Nelson is unlike many systems presently available in the market, and its architecture is discretely composable, and indeed, composability is an explicit design goal of the Nelson team. In practice this means that - unlikle other monolithic systems - Nelson lets you bring your own CI, bring your own scheduler, bring your own credential management and so on.
With any new system, it is often useful to get a sense for how data is moving around the system, and the trade offs a given system is making. The following sections cover a few of these design choices.
Nelson splits the build->deploy->release phases into two major parts, each with distinctly different properties. First, the building of the containers and publishing to a staging registry. Second, the deployment, validation, and migration of traffic. The following diagram illustrates a high-level view of the first major part of the workflow.
There are a range of automated steps at every phase of the build and release pipeline; only the most minimal metadata is needed in the resulting Github Deployment to conduct a deployment. Nelson is agnostic to what language your application is built with or how it is tooled. You are free to integrate however you prefer, but we provide some tools to make doing so easy. For more information on CI integration, please see the section on Deployables.
To run Nelson you will need access to a target “datacenter”. One can consider this logical datacenter - in practice - to be a failure domain. Every system should be redundant within the domain, but isolated from other datacenters. Typically Nelson requires the datacenter to be setup with a few key services before it can effectively be used. Imagine the setup with the following components:
Logically, Nelson typically sits outside one of its target datacenters. This could mean it lives at your office next to your Github, or it might actually reside in one of the target datacenters itself. This is an operational choice that you would make, and provided Nelson has network line of sight to these key services, you can put it wherever you like. With that being said, it is recommended that your stage and runtime docker registries be different, as the performance characteristics of the runtime and staging registries are quite different. Specifically, the runtime registry receives many requests to
pull images whilst deploying containers to the cluster, whilst the staging registry largely has mass-writes from your build system. Keeping these separate ensures that either side of that interaction does not fail the other.

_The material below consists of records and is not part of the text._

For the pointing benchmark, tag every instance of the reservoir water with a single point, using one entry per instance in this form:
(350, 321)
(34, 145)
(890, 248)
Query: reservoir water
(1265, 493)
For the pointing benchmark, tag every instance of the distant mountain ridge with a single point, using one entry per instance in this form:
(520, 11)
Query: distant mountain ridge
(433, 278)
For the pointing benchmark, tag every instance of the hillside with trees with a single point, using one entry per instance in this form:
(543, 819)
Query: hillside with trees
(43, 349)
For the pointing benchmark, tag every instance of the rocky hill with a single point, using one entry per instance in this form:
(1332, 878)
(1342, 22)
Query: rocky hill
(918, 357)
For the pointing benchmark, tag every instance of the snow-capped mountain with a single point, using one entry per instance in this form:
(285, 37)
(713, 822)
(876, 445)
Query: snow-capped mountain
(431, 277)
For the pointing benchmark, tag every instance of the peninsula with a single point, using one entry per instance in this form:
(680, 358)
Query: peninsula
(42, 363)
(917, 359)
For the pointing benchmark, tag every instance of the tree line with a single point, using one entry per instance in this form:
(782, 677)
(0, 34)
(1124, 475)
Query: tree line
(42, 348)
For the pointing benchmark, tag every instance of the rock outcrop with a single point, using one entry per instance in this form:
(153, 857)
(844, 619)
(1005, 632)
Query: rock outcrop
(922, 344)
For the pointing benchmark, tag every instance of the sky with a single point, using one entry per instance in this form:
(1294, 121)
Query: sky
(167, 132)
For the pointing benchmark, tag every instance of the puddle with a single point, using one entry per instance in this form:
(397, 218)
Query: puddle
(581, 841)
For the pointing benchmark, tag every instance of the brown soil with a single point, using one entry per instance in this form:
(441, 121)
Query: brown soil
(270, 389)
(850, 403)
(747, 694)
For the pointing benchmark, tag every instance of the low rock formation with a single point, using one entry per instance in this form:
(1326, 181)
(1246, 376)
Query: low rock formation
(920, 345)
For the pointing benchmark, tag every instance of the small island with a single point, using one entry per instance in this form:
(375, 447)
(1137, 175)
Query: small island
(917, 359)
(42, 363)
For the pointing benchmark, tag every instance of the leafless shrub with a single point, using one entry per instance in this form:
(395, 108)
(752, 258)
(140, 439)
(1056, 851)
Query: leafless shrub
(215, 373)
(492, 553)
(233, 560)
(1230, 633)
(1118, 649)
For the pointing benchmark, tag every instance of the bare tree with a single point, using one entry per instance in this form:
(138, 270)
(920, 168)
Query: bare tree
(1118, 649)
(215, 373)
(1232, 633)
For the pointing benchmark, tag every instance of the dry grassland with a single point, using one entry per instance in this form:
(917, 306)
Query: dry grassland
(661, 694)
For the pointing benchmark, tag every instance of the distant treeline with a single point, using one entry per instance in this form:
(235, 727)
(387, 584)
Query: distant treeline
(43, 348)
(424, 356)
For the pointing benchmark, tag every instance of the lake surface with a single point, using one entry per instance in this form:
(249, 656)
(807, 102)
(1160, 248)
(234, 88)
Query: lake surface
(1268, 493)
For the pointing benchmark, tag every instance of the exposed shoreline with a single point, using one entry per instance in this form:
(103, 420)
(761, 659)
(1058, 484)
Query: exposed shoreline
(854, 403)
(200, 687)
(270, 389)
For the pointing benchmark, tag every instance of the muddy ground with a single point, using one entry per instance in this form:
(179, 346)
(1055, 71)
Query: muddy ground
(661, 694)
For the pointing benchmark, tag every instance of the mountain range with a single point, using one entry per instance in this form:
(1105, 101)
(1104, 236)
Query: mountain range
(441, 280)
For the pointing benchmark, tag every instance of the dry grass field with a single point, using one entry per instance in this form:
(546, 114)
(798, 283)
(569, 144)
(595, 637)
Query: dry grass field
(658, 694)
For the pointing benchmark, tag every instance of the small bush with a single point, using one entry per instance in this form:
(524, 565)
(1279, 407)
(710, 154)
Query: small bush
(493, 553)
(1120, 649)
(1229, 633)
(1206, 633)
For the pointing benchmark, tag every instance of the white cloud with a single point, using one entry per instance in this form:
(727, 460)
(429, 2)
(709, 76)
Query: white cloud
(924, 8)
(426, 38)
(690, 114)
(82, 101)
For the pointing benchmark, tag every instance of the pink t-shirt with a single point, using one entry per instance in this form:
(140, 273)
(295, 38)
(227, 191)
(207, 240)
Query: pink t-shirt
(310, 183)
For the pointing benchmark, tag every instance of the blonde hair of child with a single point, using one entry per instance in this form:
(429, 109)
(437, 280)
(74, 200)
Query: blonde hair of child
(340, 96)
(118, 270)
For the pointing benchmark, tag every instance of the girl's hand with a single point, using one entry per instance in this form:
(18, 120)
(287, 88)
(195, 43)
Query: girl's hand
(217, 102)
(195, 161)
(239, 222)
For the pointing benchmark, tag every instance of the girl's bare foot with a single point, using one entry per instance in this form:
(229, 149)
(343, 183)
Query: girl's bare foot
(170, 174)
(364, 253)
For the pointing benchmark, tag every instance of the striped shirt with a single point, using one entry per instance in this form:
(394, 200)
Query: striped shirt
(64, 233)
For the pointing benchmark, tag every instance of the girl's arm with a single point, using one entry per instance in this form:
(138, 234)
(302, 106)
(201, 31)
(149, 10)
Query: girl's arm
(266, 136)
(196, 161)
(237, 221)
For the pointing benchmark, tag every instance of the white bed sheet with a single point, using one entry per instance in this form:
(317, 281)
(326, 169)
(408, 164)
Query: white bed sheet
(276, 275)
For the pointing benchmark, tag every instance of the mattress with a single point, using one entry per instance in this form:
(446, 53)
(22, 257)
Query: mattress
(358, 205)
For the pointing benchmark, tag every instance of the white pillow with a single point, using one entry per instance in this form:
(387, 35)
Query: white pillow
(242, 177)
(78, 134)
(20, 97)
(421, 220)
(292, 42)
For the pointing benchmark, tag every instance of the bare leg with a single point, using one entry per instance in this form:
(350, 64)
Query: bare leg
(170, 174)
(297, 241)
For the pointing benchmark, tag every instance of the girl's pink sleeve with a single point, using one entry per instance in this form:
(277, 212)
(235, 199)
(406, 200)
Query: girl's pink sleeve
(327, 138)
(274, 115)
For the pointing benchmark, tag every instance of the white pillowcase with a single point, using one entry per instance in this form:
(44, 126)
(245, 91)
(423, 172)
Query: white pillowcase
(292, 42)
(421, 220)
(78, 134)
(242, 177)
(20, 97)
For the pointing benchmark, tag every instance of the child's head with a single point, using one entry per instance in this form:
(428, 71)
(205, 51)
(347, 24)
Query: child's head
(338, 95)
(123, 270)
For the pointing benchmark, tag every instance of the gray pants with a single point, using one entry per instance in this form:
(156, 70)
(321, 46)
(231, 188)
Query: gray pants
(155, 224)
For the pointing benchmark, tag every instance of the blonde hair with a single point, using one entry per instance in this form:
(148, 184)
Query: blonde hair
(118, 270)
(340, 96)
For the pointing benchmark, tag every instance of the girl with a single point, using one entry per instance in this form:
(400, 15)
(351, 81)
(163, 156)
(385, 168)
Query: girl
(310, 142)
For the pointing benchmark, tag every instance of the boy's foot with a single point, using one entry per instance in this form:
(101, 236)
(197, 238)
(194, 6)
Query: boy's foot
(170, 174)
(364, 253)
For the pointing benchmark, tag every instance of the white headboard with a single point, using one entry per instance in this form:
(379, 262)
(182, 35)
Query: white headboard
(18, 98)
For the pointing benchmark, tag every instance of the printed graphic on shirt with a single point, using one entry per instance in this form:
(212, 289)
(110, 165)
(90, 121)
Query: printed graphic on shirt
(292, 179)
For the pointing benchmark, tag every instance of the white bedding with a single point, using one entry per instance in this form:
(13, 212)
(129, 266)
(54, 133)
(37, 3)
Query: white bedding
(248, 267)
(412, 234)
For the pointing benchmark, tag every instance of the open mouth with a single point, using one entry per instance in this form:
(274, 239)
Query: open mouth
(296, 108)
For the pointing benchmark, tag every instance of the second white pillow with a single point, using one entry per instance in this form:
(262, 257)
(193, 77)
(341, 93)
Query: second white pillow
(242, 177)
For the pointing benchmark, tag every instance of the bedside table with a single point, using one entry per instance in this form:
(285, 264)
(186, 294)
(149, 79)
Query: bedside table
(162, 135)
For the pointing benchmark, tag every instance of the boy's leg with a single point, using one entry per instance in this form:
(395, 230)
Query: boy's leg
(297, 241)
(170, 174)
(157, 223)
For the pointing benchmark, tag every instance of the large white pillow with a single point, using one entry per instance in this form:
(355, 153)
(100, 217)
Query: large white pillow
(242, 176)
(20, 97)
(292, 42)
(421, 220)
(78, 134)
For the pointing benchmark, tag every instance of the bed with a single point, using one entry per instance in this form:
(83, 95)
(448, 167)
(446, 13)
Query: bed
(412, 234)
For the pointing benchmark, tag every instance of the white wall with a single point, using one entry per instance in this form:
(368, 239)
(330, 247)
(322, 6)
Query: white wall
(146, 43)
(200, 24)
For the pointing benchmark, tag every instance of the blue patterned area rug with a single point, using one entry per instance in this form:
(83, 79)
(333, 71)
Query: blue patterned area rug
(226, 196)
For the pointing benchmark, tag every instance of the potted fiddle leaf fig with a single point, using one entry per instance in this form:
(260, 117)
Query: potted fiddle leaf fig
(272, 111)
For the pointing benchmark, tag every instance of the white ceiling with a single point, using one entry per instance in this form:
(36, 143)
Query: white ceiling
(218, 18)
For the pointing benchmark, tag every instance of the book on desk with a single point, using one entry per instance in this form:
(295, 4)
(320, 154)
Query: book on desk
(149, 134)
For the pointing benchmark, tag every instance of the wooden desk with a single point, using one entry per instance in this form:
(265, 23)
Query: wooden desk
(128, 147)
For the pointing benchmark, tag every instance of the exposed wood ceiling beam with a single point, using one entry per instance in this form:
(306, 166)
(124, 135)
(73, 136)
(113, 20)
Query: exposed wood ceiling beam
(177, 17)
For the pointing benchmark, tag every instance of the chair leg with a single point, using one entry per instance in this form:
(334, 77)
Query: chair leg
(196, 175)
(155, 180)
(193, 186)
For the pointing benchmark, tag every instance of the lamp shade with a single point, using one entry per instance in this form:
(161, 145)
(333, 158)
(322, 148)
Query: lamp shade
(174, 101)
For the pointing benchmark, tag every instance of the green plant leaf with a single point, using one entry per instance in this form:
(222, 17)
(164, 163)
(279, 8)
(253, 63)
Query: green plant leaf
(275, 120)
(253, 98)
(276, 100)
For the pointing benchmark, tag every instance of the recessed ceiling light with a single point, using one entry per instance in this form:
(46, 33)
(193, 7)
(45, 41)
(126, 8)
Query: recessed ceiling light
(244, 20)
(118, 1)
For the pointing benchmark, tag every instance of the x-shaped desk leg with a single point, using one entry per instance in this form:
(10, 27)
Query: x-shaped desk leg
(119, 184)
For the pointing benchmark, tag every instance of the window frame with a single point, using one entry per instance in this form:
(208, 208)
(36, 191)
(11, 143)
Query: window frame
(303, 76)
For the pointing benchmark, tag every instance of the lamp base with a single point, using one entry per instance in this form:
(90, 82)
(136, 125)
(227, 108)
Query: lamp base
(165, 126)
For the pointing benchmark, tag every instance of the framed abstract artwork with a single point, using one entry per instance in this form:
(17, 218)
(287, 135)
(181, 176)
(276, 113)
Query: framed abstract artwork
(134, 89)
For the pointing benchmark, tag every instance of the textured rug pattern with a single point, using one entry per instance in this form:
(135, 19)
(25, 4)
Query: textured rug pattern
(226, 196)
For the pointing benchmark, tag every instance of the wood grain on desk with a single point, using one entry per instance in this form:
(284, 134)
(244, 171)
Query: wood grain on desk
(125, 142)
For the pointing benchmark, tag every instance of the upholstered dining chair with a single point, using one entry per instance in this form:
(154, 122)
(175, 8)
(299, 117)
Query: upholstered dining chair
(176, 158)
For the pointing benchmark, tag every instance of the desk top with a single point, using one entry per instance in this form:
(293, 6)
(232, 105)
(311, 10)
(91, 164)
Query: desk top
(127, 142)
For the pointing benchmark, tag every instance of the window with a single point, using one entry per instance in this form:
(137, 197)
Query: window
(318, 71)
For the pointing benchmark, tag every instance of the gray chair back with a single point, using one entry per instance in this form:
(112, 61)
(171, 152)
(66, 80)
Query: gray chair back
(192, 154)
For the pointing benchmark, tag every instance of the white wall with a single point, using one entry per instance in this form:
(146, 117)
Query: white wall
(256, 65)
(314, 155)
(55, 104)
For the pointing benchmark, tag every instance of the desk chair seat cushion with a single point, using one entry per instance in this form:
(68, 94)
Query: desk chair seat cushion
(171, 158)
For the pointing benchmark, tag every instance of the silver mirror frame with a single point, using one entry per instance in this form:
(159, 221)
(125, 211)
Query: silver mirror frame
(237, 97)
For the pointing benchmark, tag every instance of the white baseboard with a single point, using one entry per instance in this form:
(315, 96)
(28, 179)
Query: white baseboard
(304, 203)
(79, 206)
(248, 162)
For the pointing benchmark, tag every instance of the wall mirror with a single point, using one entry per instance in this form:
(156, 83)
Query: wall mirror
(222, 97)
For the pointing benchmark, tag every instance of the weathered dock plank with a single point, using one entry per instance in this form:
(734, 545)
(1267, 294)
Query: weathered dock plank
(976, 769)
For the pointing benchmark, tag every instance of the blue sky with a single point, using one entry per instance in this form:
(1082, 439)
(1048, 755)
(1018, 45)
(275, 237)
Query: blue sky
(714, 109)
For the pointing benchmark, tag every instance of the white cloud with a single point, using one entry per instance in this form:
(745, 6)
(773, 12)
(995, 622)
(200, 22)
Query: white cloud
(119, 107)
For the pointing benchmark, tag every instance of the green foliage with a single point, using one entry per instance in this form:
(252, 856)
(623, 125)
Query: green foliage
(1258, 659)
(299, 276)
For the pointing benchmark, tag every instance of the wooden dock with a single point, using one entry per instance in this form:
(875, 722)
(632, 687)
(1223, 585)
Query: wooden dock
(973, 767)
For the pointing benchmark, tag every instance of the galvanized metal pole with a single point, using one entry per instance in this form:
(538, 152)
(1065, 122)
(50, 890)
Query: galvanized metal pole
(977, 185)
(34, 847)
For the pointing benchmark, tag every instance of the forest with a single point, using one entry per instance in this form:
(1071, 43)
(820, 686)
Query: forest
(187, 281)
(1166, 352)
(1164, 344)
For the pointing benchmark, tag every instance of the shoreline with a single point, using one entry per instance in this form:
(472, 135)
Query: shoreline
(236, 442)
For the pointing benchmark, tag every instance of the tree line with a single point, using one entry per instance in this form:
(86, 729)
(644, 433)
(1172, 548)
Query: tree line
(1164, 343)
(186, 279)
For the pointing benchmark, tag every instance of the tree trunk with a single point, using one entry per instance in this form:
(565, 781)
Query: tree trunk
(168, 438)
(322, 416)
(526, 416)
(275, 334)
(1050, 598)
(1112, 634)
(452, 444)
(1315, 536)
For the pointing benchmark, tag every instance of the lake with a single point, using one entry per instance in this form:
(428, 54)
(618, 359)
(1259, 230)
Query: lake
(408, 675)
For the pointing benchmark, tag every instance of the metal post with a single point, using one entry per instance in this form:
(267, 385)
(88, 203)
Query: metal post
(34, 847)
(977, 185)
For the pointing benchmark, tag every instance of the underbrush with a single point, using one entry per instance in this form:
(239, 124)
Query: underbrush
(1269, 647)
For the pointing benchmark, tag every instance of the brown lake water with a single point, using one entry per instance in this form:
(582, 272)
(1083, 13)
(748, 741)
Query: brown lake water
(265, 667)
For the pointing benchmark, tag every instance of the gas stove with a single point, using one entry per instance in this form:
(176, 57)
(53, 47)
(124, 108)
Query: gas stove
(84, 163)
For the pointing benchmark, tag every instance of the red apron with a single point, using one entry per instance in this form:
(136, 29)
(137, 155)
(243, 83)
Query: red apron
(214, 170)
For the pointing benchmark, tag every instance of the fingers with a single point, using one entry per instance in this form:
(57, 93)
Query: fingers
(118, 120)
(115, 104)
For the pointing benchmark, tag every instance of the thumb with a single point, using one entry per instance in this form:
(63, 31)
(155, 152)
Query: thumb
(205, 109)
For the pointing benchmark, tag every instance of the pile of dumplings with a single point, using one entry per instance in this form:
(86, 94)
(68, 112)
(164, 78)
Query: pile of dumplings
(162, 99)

Whatever you choose, the rest of this operators guide will assume that you have configured one or more logical datacenters. If you don’t want to setup a real datacenter, see Timothy Perrett’s Github to learn how to setup a Raspberry PI cluster which can serve as your “datacenter” target.
Whilst many systems authors today choose to adopt the complexity of high-availability, clustered systems, this is often done for the wrong reasons. Nelson is - by design - not high-availability, and avoids being in the “hot path” for runtime execution. This means that Nelson is operationally simpler than many of its competing systems, and with the correct supervision and a scale up approach, Nelson can reach way into the thousands of deployments a day range, without breaking a sweat.
As Nelson was born from field experience, having a strong security story for runtime systems baked in was one of the top design goals. At a very high level, the security workflow for a deployment can be thought of like so:
When Nelson recieves the inbound release webhook (A and B), the deployment workflow starts executing. From here, Nelson will generate the following:
C stack-specific policy that defines what secret paths can be read from the secure Vault storage system. This policy is unique and includes only the items that the stack needs to access - attempting to access anything else will be denied.
D Next, Nelson provisions a dynamic “auth role” for the schuedler in question. This “role” is later used at runtime as a part of the container identification / secure introduction workflow (read more about this on the Vault documentation site).
E After these items are provisioned Neslon will go ahead and launch the stack on the configured scheudler, which at runtime will then reach out to Vault and authenticate as the stack-specific role that was provisioned in steps C and D.
This may seem like quite a number of steps, but establishing trust in runtime systems is intrinsically very difficult (how do you get credentials, to get credentials?). With this frame, Nelson adopts an approach such that it can assume the absolute minimum possible privileges for any given stack container. Better still, if the resource you’re accessing (i.e. the secret material you are using) is from one of Vault’s supported dynamic secret backends - for example, AWS IAM - then whilst every stack is logically partioned from every other, within that stack every single container (be it a single container or thousands of replicas) will all have entirely unique credentials. This reduces the attack surface area to an exceedingly small window: if a container gets compromised, the attacker has the time from when they gain access to the time when you notice its been compromised, and redeploy the container - said attacker would not gain anything in perpetuity and would have to start their hack all over again.
One can even extend this further, and build a zero-trust network by having every container use dynamically generated mTLS certificates, funneling all traffic via a service mesh like Envoy. This means that the users application can be “dumb” and make plaintext TCP connections, whilst the on-wire traffic is transparently encrypted with certificates that are container-unique.